Social media and crisis
Was digital media entirely responsible for the Arab Spring? Were there other important factors? Overall, how do Internet and social media tools help protect our rights to freedom of opinion and expression?
Choose an activity from one of three levels:
Flashlight: View the Indian film No One Killed Jessica, based on the true story of a young waitress and aspiring model who was shot dead by the son of a prominent politician in New Delhi in 1999. Discuss whether digital media assisted the journalists and activists in achieving eventual justice in that case. If a similar case occurred today, would that media use be different?
Spotlight: Listen to Ethan Zuckerman’s talk about the Big Picture of Digital Activism. Examine the role that social media and traditional media like Al Jazeera had in the Egyptian crisis of 2011. Did social media cause the revolution? During class, go online to revisit Egypt. Have the hopes of the protesters come true? What is the status of freedom of expression in that country? Is it realistic to expect that everything all will change at once?
Searchlight: Ask students to review this interview and video, in which Andy Carvin, NPR’s social media strategist, explains his philosophy. Have students seek out a local or global cause that they feel passionately about and try to call attention to it. How did you they do it? Did it work? How do they know? How would they do it differently?

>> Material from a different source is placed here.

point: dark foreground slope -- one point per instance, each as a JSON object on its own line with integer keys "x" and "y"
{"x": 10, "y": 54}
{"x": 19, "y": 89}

Extra credit: Where do all those cell phones come from? Read this Fast Company article about China’s pirate innovators. By ignoring intellectual property law, the shanzhai have created a massive electronics black market that is providing technology for much of the developing world. Ask students to research and write a paper or blog on this phenomenon. To innovate, you must reject tradition, but does that extend to the stealing of patents? Are the pirates, on the whole, good for the world, or bad?